Analysts generally give all the reasons why Australian house prices will fall, but few tell you how property can go higher.
Here’s a few ways…
Tax cuts are one. Any across the board tax cuts for business, means business can afford to pay more in rent for office or industrial space. Likewise, tax cuts for wage earners means they can afford to pay a little more for houses.
Infrastructure is another. Any increase in infrastructure spending will cause higher property prices where it goes in. Say a new freeway cuts a two hour journey into 30 minutes, that must do something for property values.
When new infrastructure is built like this, the value of the surrounding land simply increases. A new train station for example obviously makes nearby houses more desirable and increases their sale value.
How else can Australian house prices increase?
Better public transport connections all send property prices higher. Money spent on roads and rail lines can only do one thing and that is bring higher property values. As an investor you need to watch government infrastructure plans, because the government is telling investors where to buy for price growth.
Then there’s population growth, and increases in immigration which are hugely beneficial for property prices.
Investment from overseas, particularly from Chinese seeking a secure property rights system like ours, are another factor to keep property prices high.
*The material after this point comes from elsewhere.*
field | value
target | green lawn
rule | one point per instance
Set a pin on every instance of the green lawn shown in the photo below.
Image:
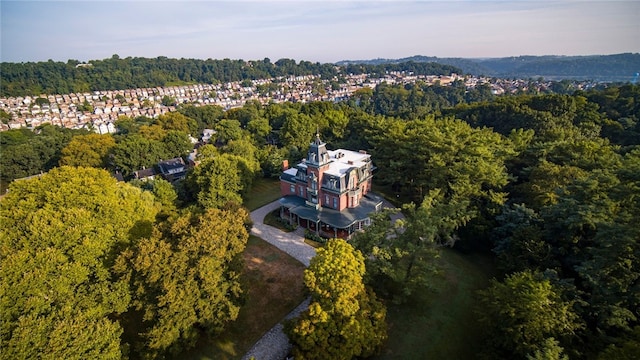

Loosening in lending standards can lead to higher property prices. If people are able to borrow more, that will feed into higher house prices.
And jobs growth is one of the key indicators you can look at to gauge the future direction for property values. Look closely at unemployment levels, while unemployment remains steady it’s most unlikely there can be any major fall in property prices.
If the economy is growing that will all feed into property prices. So now you know, there are factors at play in the economy that can keep house prices high as the real estate cycle progresses.